4. Prof. Ian Halliday, Chief Executive, Particle Physics and Astronomy Research Council Credit: PPARC
* Whole sky coverage
Two telescopes, one in each hemisphere, provide access to the whole sky so that rare events which happen unpredictably anywhere in the sky [for example black-hole binary systems undergoing outbursts] can be followed with the northern or southern Gemini telescope.
* Best astronomical sites
The telescopes are sited high up, away from sources of terrestrial light pollution. The cold, dry, stable air above the Chilean and Hawaiian sites makes them outstanding locations for astronomy.
* Large light collecting mirrors
The 8.1-metre diameter mirrors provide large surface areas [50 square metres]. The mirrors are very thin [only 20 centimetres thick], and rely on a computer controlled support system to maintain their shape.
* Adaptive optics
Blurring of images [star twinkle] caused by the Earth's atmosphere can be compensated for by correcting in real time using adaptive optics [AO]. In the Gemini AO system the shape of the mirror is adjusted up to a hundred times a second to counteract the ripples in the light waves caused by atmospheric turbulence. This technique is most effective at infrared wavelengths where it will be a key component in providing sharp images.

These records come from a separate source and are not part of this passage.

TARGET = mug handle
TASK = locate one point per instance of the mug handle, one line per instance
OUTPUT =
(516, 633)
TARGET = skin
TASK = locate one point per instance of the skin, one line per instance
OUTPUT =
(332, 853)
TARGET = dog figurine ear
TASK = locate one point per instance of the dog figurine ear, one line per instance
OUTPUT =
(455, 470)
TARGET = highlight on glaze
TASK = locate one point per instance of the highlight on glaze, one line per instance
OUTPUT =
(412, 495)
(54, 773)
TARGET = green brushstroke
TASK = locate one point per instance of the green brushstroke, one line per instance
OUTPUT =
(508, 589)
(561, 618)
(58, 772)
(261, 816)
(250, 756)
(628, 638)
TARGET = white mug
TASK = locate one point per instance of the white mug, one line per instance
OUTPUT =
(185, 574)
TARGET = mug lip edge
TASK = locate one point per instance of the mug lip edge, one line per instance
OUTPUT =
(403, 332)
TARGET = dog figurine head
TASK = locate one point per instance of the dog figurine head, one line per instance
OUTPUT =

The Gemini Observatory provides the astronomical communities in each partner country with state-of-the-art astronomical facilities that allocate observing time in proportion to each country's contribution. In addition to financial support, each country also contributes significant scientific and technical resources. The national research agencies that form the Gemini partnership include: the US National Science Foundation (NSF), the UK Particle Physics and Astronomy Research Council (PPARC), the Canadian National Research Council (NRC), the Chilean Comision Nacional de Investigacion Cientifica y Tecnologica (CONICYT), the Australian Research Council (ARC), the Argentinean Consejo Nacional de Investigaciones Cientificas y Tecnicas (CONICET) and the Brazilian Conselho Nacional de Desenvolvimento Cientifico e Tecnologico (CNPq). The Observatory is managed by the Association of Universities for Research in Astronomy, Inc. (AURA) under a cooperative agreement with the NSF. The NSF also serves as the executive agency for the international partnership.
The Particle Physics and Astronomy Research Council (PPARC) is the UK's strategic science investment agency. It funds research, education and public understanding in four areas of science - particle physics, astronomy, cosmology and space science.
PPARC is government funded and provides research grants and studentships to scientists in British universities, gives researchers access to world-class facilities and funds the UK membership of international bodies such as the European Laboratory for Particle Physics (CERN), and the European Space Agency. It also contributes money for the UK telescopes overseas on La Palma, Hawaii, Australia and in Chile, the UK Astronomy Technology Centre at the Royal Observatory, Edinburgh and the MERLIN/VLBI National Facility, which includes the Lovell Telescope at Jodrell Bank observatory.
PPARC's Public Understanding of Science and Technology Awards Scheme funds both small local projects and national initiatives aimed at improving public understanding of its areas of science.